Thereafter the elevator starts oscillating, during which process
there is a transfer of kinetic, potential, and spring energy.
In addition, eventually all that energy gets transformed into heat
due to some friction, at which point the elevator stops oscillating.
b)
The weight of the full elevator is
Mg
The potential energy obtained by the elevator is
Mgh
That potential energy equals the work performed by the motor.
The power needed to perform that work in the given amount of time is
Mgh/t
That power is provided by the motor after any losses, so
Mgh/t = Pf
Therefore
M = Pft/gh
Substituting actual numbers
M = 45000×0.78×20/(9.81×35) = 2044.56 kg
The mass of the passengers is 2044.56 - 1200 = 844.56 kg.
That amounts to 105.57 kg per passenger.
c)
When the falling elevator hits the spring its starts depressing it.
In that process its total energy Mgh is being transformed into
energy of the spring.
That transfer is complete when the spring reaches maximum depression A.

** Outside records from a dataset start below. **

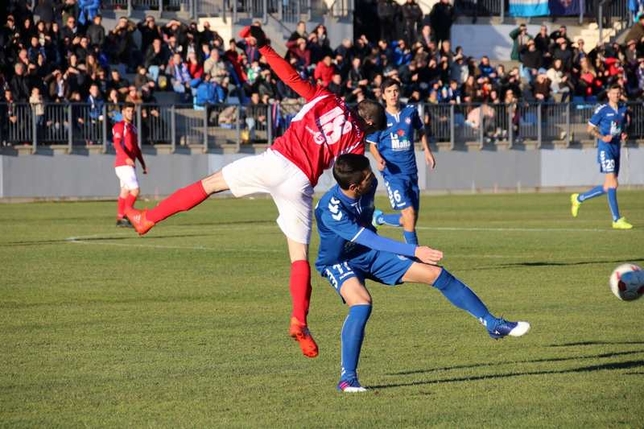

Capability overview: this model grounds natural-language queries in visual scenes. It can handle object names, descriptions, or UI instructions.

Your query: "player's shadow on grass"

[367,360,644,389]
[391,348,644,375]
[469,256,644,271]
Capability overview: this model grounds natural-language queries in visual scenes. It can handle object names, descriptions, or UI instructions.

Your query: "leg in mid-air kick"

[126,154,318,358]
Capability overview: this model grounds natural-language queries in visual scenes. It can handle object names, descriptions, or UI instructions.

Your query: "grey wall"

[0,147,644,200]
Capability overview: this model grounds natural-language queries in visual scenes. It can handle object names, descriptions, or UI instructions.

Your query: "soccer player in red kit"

[112,103,148,227]
[126,26,386,358]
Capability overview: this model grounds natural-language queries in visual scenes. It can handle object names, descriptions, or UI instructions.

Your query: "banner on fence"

[548,0,581,16]
[508,0,548,18]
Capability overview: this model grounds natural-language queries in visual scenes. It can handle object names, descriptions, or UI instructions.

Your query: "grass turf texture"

[0,191,644,428]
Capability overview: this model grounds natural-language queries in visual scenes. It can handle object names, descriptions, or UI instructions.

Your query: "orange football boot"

[289,317,318,358]
[125,207,154,235]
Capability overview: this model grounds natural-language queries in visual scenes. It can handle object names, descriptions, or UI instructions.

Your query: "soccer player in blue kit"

[315,154,530,392]
[570,85,633,229]
[367,78,436,244]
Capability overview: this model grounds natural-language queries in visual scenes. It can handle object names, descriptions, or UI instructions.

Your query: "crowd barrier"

[97,0,314,23]
[0,102,644,152]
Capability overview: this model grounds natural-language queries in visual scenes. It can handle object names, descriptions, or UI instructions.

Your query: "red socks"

[289,261,312,325]
[116,197,125,219]
[125,194,137,209]
[146,180,208,223]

At that point the elevator experiences maximum deceleration
a = Ak/M
We will be able to calculate that deceleration once we determine A.
We can calculate A from conservation of energy -- the spring energy at
maximum depression, kA²/2, must equal the elevator's maximum energy, Mgh.
Thus
kA²/2 = Mgh
So
A = √(2Mgh/k)
Therefore
a = Ak/M = √(2ghk/M)
The above formula will give us the deceleration in m/s².
But we want it in the number of g's, that is, we want the ratio
a/g = √(2hk/(gM))
Substituting actual numbers
a/g = √(2×35×12500/(9.81×2044.56)) = 6.6
That does not exceed the maximum tolerance of 9 g's.